If the question is unrelated to car rental, you should politely redirect the customer to the right department.
"""
)
TokenStream chat(@MemoryId String sessionId, @UserMessage String userMessage);
}
Testing the RAG pattern
Let’s test the RAG pattern. Run the application with the following command:
Ingestion and Embedding
When you start the application, you should see the following lines in the log :
[INFO] INFO ai.djl.util.Platform -- Found matching platform from: wsjar:file:/Users/msmiths/.m2/repository/ai/djl/huggingface/tokenizers/0.36.0/tokenizers-0.36.0.jar!/native/lib/tokenizers.properties
[INFO] DEBUG ai.djl.huggingface.tokenizers.jni.LibUtils -- Using cache dir: /Users/msmiths/.djl.ai/tokenizers/0.21.0-0.36.0-cpu-osx-aarch64
[INFO] DEBUG ai.djl.huggingface.tokenizers.jni.LibUtils -- Loading huggingface library from: /Users/msmiths/.djl.ai/tokenizers/0.21.0-0.36.0-cpu-osx-aarch64
[INFO] DEBUG ai.djl.huggingface.tokenizers.jni.LibUtils -- Loading native library: /Users/msmiths/.djl.ai/tokenizers/0.21.0-0.36.0-cpu-osx-aarch64/libtokenizers.dylib
[INFO] DEBUG dev.langchain4j.store.embedding.EmbeddingStoreIngestor -- Starting to ingest 1 documents
[INFO] DEBUG dev.langchain4j.store.embedding.EmbeddingStoreIngestor -- Documents were split into 39 text segments
[INFO] DEBUG dev.langchain4j.store.embedding.EmbeddingStoreIngestor -- Starting to embed 39 text segments
[INFO] DEBUG dev.langchain4j.store.embedding.EmbeddingStoreIngestor -- Finished embedding 39 text segments
[INFO] DEBUG dev.langchain4j.store.embedding.EmbeddingStoreIngestor -- Starting to store 39 text segments into the embedding store
[INFO] DEBUG dev.langchain4j.store.embedding.EmbeddingStoreIngestor -- Finished storing 39 text segments into the embedding store
[INFO] INFO dev.langchain4j.workshop.RAGDocumentIngestor -- Ingested 1 docs in 126ms
That data from the rag directory is being ingested.
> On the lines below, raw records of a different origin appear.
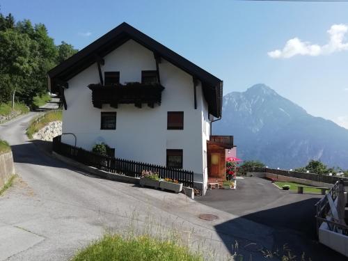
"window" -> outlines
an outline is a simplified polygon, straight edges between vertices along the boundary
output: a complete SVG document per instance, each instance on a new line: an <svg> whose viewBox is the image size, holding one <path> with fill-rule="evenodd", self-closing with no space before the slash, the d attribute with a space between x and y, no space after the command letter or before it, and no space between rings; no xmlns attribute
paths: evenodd
<svg viewBox="0 0 348 261"><path fill-rule="evenodd" d="M167 129L184 129L184 111L168 111Z"/></svg>
<svg viewBox="0 0 348 261"><path fill-rule="evenodd" d="M104 73L105 85L120 84L120 72L105 72Z"/></svg>
<svg viewBox="0 0 348 261"><path fill-rule="evenodd" d="M116 113L102 112L100 129L116 129Z"/></svg>
<svg viewBox="0 0 348 261"><path fill-rule="evenodd" d="M167 167L182 168L182 150L167 150Z"/></svg>
<svg viewBox="0 0 348 261"><path fill-rule="evenodd" d="M141 83L153 84L157 82L157 71L141 71Z"/></svg>

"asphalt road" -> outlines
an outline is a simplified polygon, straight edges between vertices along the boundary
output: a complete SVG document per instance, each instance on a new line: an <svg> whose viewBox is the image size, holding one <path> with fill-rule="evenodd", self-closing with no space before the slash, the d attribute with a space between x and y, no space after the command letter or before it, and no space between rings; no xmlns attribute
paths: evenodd
<svg viewBox="0 0 348 261"><path fill-rule="evenodd" d="M122 232L129 226L153 233L178 229L193 248L219 257L231 253L236 240L239 252L252 255L253 260L263 258L250 248L251 242L274 246L269 226L184 194L99 179L52 158L24 134L35 113L0 125L0 136L11 145L19 176L0 197L0 260L69 260L104 232ZM219 219L200 219L200 214Z"/></svg>
<svg viewBox="0 0 348 261"><path fill-rule="evenodd" d="M208 191L198 201L271 228L274 251L287 244L297 257L304 253L312 260L347 260L316 240L315 204L322 196L280 190L268 180L246 177L237 180L237 190Z"/></svg>

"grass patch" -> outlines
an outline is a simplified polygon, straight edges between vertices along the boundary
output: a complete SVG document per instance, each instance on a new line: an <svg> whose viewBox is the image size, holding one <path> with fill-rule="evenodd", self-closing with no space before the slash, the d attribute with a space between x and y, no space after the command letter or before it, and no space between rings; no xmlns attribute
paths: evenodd
<svg viewBox="0 0 348 261"><path fill-rule="evenodd" d="M56 120L62 120L62 111L49 111L31 120L29 126L26 129L26 134L29 139L33 139L34 133L47 125L49 122Z"/></svg>
<svg viewBox="0 0 348 261"><path fill-rule="evenodd" d="M6 141L0 140L0 154L8 152L11 147Z"/></svg>
<svg viewBox="0 0 348 261"><path fill-rule="evenodd" d="M0 115L6 116L10 115L13 111L21 111L22 113L26 113L29 111L29 109L24 104L19 102L15 102L15 109L13 110L10 102L0 104Z"/></svg>
<svg viewBox="0 0 348 261"><path fill-rule="evenodd" d="M1 196L3 192L5 192L13 184L13 181L16 178L17 175L14 174L10 177L8 180L3 184L3 187L0 189L0 196Z"/></svg>
<svg viewBox="0 0 348 261"><path fill-rule="evenodd" d="M203 261L203 258L171 239L161 240L150 235L124 238L118 235L106 235L72 259L72 261L86 260Z"/></svg>
<svg viewBox="0 0 348 261"><path fill-rule="evenodd" d="M33 107L34 109L39 108L50 101L51 97L47 93L44 94L42 96L35 96L33 98Z"/></svg>
<svg viewBox="0 0 348 261"><path fill-rule="evenodd" d="M280 189L283 188L283 185L288 185L290 187L290 190L297 191L297 186L308 186L303 184L299 184L296 182L283 182L280 181L276 181L274 182ZM308 186L310 187L310 186ZM322 193L322 191L315 187L303 188L303 192L314 192L314 193Z"/></svg>

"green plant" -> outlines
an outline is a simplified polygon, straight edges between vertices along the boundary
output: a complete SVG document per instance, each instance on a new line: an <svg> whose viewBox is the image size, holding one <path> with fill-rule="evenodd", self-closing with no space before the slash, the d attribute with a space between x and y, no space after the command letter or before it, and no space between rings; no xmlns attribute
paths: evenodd
<svg viewBox="0 0 348 261"><path fill-rule="evenodd" d="M282 187L283 187L283 189L284 189L284 190L289 190L289 189L290 189L290 186L289 186L289 185L283 185Z"/></svg>
<svg viewBox="0 0 348 261"><path fill-rule="evenodd" d="M29 122L29 126L26 129L26 135L29 139L33 139L34 133L38 132L40 129L47 125L49 122L62 120L62 111L49 111L43 116L38 116Z"/></svg>
<svg viewBox="0 0 348 261"><path fill-rule="evenodd" d="M16 178L17 175L14 174L10 177L8 180L3 184L2 188L0 188L0 196L1 196L3 192L5 192L13 184L13 181Z"/></svg>
<svg viewBox="0 0 348 261"><path fill-rule="evenodd" d="M11 147L6 141L0 140L0 154L11 150Z"/></svg>
<svg viewBox="0 0 348 261"><path fill-rule="evenodd" d="M109 147L109 145L105 143L102 142L101 143L95 144L92 151L102 156L108 156L108 150L109 149L110 147Z"/></svg>
<svg viewBox="0 0 348 261"><path fill-rule="evenodd" d="M159 180L159 175L151 171L143 171L141 172L141 177L152 180Z"/></svg>
<svg viewBox="0 0 348 261"><path fill-rule="evenodd" d="M171 239L161 239L149 235L125 237L106 235L81 250L72 259L72 261L83 260L203 261L203 258Z"/></svg>

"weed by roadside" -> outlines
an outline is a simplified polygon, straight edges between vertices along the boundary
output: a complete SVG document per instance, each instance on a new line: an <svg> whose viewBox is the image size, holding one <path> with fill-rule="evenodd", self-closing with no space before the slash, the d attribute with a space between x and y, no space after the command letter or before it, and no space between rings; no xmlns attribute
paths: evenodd
<svg viewBox="0 0 348 261"><path fill-rule="evenodd" d="M31 139L34 133L38 132L40 129L47 125L49 122L62 120L61 111L52 111L46 113L42 116L40 116L29 122L29 126L26 129L26 134L28 137Z"/></svg>
<svg viewBox="0 0 348 261"><path fill-rule="evenodd" d="M15 179L17 177L17 175L14 174L10 177L8 180L3 184L3 187L0 189L0 196L1 196L9 187L10 187Z"/></svg>
<svg viewBox="0 0 348 261"><path fill-rule="evenodd" d="M8 152L11 147L6 141L0 140L0 154Z"/></svg>

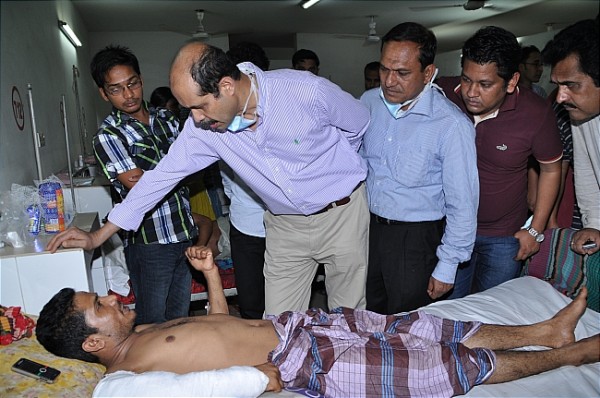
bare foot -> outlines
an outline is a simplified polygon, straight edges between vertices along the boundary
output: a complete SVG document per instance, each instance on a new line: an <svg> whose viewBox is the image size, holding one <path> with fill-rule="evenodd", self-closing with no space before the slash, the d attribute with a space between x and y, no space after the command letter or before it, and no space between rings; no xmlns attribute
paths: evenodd
<svg viewBox="0 0 600 398"><path fill-rule="evenodd" d="M579 346L582 352L581 364L600 362L600 335L579 340L574 346Z"/></svg>
<svg viewBox="0 0 600 398"><path fill-rule="evenodd" d="M559 348L575 342L575 327L585 311L586 300L587 288L583 287L569 305L558 311L552 318L541 322L540 327L548 328L548 340L543 345Z"/></svg>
The files are read from the configured directory, split into
segments, and stored in the knowledge base. In our case, the knowledge base is in memory. We will see in the next
step how to use a persistent knowledge base.
The segments are not stored as-is in the knowledge base. They are transformed into vectors, also called embeddings. This is a way to represent the text in a numerical form. So, in the knowledge base, we have the text and the corresponding embeddings. These embeddings are computed using embedding models. We use the all-minilm-l6-v2 embedding model.
Augmentation
Let’s now go back to our chatbot and test the RAG pattern. Open the browser at http://localhost:9080. Ask a question related to the terms of use:

As you can see the AI is able to answer the question, and use the relevant segment from the knowledge base.
Let’s look at the logs. You should see the following lines:
{
"role" : "user",
"content" : "What can you tell me about your cancellation policy?\n\nAnswer using the following information:\n4. Cancellation Policy\n\n4. Cancellation Policy 4.1 Reservations can be cancelled up to 11 days prior to the start of the\n\nbooking period.\n4.2 If the booking period is less than 4 days, cancellations are not permitted."
}
The content starts with the user query, but then the AI service adds the relevant segment from the knowledge base. It
extends the prompt with the relevant information. This is the augmentation part of the RAG pattern. The LLM receives
the extended prompt and can provide a more accurate response.
Conclusion
In this step, we introduced the RAG pattern and implemented it in our AI service. We used an in memory vector store to store and query the embeddings.
In the next step, we will replace the in memory vector store with a persistent store to that can retain the embeddings between restarts.